What Oxfam is Doing
Tens of thousands of people have fled their homes since early August when fighting broke out between Russia and Georgia in and around the breakaway republics of South Ossetia and Abkhazia. Although the fighting has subsided, many of those it has displaced need food, water, shelter, sanitation supplies, medicine, and other essential goods.
In the days following the displacements, Oxfam and the local groups with which it works distributed about $92,000 worth of food, blankets, and other basic items to people camped in collective centers, such as public schools, around Tbilisi. Oxfam is also distributing hundreds of hygiene kits to families in Tbilsi collective centers.
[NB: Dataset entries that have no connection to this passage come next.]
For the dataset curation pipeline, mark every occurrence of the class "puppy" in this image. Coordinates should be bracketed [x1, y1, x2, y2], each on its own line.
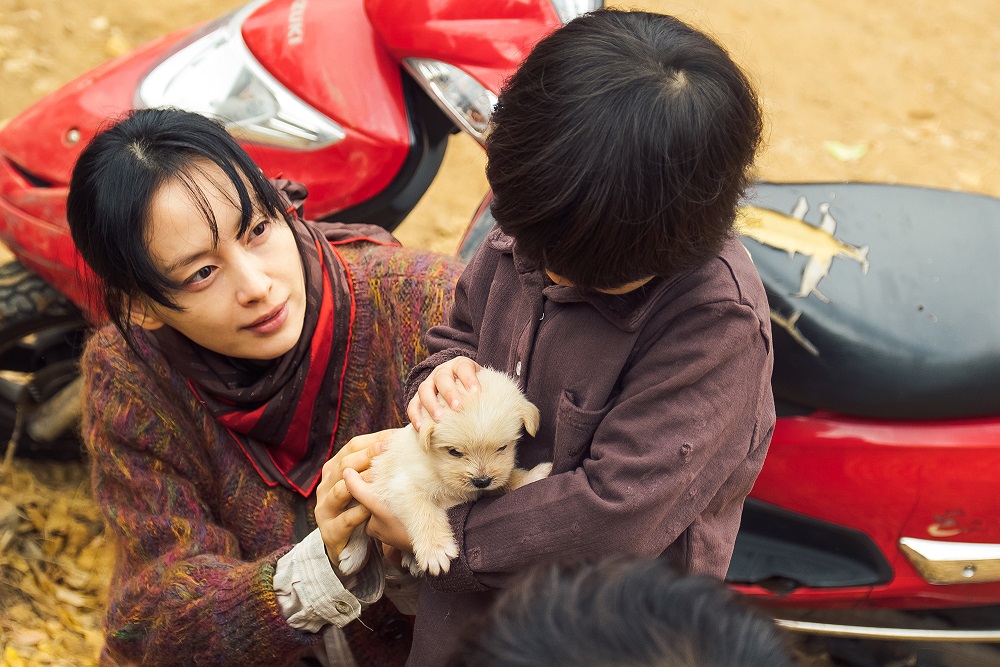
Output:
[340, 368, 552, 577]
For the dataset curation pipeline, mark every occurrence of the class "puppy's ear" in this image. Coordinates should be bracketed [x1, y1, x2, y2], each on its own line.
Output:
[417, 420, 437, 452]
[520, 399, 541, 436]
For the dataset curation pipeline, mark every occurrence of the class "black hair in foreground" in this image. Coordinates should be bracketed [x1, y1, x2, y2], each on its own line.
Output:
[486, 10, 763, 289]
[450, 560, 793, 667]
[66, 109, 288, 344]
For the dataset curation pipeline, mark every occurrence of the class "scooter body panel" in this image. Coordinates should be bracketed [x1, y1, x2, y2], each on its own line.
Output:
[737, 412, 1000, 608]
[365, 0, 561, 93]
[242, 0, 412, 218]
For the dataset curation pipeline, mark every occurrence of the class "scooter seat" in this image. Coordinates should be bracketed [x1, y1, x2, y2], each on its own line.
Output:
[739, 183, 1000, 419]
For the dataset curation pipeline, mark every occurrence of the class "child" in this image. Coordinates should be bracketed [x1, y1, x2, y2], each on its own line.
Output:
[345, 10, 775, 665]
[67, 109, 458, 667]
[449, 558, 792, 667]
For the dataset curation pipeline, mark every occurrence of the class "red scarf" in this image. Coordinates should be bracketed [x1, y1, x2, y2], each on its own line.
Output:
[153, 187, 398, 497]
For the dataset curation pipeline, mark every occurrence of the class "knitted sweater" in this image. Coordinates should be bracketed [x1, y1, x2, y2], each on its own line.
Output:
[81, 243, 461, 666]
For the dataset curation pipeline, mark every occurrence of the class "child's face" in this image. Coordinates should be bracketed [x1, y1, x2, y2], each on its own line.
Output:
[133, 162, 306, 360]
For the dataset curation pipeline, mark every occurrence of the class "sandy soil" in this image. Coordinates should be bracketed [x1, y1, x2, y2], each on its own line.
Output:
[0, 0, 1000, 664]
[0, 0, 1000, 251]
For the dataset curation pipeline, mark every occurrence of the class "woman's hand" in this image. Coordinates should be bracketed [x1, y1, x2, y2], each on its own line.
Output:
[344, 470, 413, 553]
[315, 430, 392, 569]
[406, 357, 480, 431]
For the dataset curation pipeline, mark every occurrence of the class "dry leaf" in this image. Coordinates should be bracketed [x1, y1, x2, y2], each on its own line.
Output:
[823, 141, 869, 162]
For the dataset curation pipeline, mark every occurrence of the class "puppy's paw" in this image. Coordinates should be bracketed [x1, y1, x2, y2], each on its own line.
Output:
[338, 524, 368, 575]
[403, 554, 424, 579]
[510, 463, 552, 491]
[415, 538, 458, 577]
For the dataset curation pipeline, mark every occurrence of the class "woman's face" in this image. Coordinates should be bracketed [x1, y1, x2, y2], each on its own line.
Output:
[132, 161, 306, 360]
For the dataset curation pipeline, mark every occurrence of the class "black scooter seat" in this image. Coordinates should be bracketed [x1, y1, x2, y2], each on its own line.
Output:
[741, 183, 1000, 419]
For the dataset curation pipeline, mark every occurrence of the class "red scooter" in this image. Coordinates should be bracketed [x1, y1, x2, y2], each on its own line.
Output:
[0, 0, 1000, 652]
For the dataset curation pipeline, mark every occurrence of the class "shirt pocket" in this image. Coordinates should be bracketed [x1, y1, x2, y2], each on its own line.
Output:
[552, 391, 612, 474]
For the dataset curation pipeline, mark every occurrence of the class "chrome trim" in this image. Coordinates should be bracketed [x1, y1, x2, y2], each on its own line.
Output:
[899, 537, 1000, 584]
[133, 0, 347, 150]
[774, 618, 1000, 642]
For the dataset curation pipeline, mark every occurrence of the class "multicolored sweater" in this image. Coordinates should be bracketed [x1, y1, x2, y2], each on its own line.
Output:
[82, 243, 461, 667]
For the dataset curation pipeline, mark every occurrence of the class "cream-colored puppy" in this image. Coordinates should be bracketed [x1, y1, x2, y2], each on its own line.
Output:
[340, 368, 552, 576]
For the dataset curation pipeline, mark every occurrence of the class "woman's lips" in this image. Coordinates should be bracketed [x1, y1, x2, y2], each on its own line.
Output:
[244, 301, 288, 334]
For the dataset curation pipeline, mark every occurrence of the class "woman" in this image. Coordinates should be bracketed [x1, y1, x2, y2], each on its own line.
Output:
[67, 109, 459, 665]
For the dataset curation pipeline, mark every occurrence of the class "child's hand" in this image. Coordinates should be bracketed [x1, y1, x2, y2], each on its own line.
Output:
[406, 357, 479, 431]
[314, 430, 392, 567]
[344, 470, 413, 553]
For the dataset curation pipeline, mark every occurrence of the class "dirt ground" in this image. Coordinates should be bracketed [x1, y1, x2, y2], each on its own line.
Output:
[0, 0, 1000, 664]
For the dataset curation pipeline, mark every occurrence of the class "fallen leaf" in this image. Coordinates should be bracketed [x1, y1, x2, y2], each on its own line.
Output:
[823, 141, 868, 162]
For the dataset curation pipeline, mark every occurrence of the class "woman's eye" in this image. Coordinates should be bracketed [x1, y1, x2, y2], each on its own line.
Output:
[185, 266, 215, 285]
[250, 220, 268, 238]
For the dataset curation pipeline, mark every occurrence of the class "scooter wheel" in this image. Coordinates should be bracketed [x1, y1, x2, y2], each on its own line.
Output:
[0, 261, 87, 460]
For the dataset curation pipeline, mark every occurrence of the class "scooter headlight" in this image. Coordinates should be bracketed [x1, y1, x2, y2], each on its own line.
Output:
[551, 0, 604, 23]
[136, 2, 346, 150]
[403, 58, 497, 143]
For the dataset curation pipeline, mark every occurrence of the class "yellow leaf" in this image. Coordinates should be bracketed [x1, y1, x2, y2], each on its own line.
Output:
[3, 646, 28, 667]
[823, 141, 868, 162]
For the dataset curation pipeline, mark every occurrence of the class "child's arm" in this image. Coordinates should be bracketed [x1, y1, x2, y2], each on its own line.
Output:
[405, 232, 499, 430]
[428, 301, 774, 591]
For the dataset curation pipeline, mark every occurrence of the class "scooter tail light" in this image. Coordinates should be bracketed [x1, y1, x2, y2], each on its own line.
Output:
[403, 58, 497, 144]
[899, 537, 1000, 584]
[550, 0, 604, 23]
[135, 2, 346, 150]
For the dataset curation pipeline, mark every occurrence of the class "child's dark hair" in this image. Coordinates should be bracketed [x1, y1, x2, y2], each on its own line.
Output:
[486, 10, 763, 289]
[66, 109, 288, 345]
[451, 560, 793, 667]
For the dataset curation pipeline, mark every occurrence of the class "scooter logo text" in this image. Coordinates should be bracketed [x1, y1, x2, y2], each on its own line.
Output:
[286, 0, 308, 46]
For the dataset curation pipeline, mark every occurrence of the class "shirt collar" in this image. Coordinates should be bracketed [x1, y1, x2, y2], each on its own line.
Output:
[486, 227, 686, 333]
Oxfam’s local partner, Gyla, has also been helping people from the conflict areas to obtain official registration in order to qualify for humanitarian support. Many of them were unable to take any personal belongings with them when they left their homes. The total number of internally displaced people has now climbed to 150,000. The majority of them have sought shelter in and around Tbilisi.
Oxfam is continuing to assess the needs at the collective centers around Tbilisi, and as the situation in other areas becomes more stable, Oxfam will expand it assessments and aid delivery. Oxfam is seeking $1.35 million through a United Nations flash appeal to help provide medical facilities with medicine, equipment, and training. Clean water and sanitation facilities are also needed for those areas hosting displaced people. And Oxfam is seeking help to repair and improve the water and sanitation systems in villages in South Ossetia damaged by the conflict.
“Our goal is to provide assistance for people who are in need of aid, in as many regions as possible, as quickly as possible,” says Simon Springett, a humanitarian response manager for Oxfam. “Right now, that means expanding our response beyond Tbilisi and into some of the more remote areas where much of the fighting took place.”